After difficult 2023, Hershey’s outlook should sweeten – Goldman
Not surprisingly, the share price for Hershey (NYSE:HSY) has been falling steadily since May and after a 35% reversal bottomed out at a 2-year low on Wednesday.
Plagued by higher prices for cocoa and loss of market share, Hershey (HSY) has endured a challenging 2023. It could face further investor discontent in the first few months of the new year if the company lowers its guidance for 2024 when it reports Q4 2023 results in early February, according to analysts at Goldman Sachs.
Headwinds from what Goldman sees as the “deflation of excess consumption during Covid” as well as the increased costs from weather-related price pressures on cocoa resulted in “meaningfully” slower volume growth in its key categories, and prompted investors to question if the company can grow earnings at all in 2024.
Faced with hurdles that will further compress gross margins, management will likely cut its optimistic EPS guidance for 2024 when it reports Q1 results. Goldman models just 0.8% EPS growth in FY24, versus the 7-8% target management provided in March.
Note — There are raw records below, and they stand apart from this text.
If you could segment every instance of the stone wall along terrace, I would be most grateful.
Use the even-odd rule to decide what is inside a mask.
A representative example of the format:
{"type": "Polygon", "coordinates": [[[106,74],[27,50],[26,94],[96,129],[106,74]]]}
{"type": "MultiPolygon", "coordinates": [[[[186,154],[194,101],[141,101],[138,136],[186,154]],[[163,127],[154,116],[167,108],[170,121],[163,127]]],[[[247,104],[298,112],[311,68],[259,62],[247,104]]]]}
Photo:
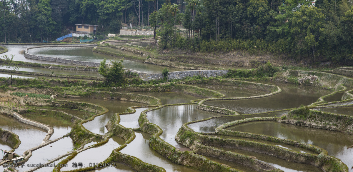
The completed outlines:
{"type": "MultiPolygon", "coordinates": [[[[126,70],[126,69],[125,70],[126,70]]],[[[144,81],[152,79],[159,79],[163,78],[162,73],[148,73],[142,72],[133,70],[130,71],[137,73],[144,81]]],[[[186,76],[192,77],[200,75],[203,77],[209,78],[225,75],[228,70],[184,70],[169,72],[168,79],[183,79],[186,76]]]]}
But with a lower price target of $214 from $236 (~18% upside based on Thursday’s close) to account for the change in guidance, Goldman maintained its buy rating as it expects the fallout from lowered guidance to be short-lived.
“We believe the concerns have merit and [have] reset our earnings expectations accordingly, but we still believe the negativity is overdone,” the firm said in a research note Friday.
While time and investment should turn things around for Hershey (HSY) by next April or May, Goldman sees innovation as the main catalyst for a “positive inflection” for the company.
Goldman expects the Reese’s Caramel Cup will rekindle interest in the century-old Reese’s brand and breathe new life into the Pennsylvania-based candy-maker.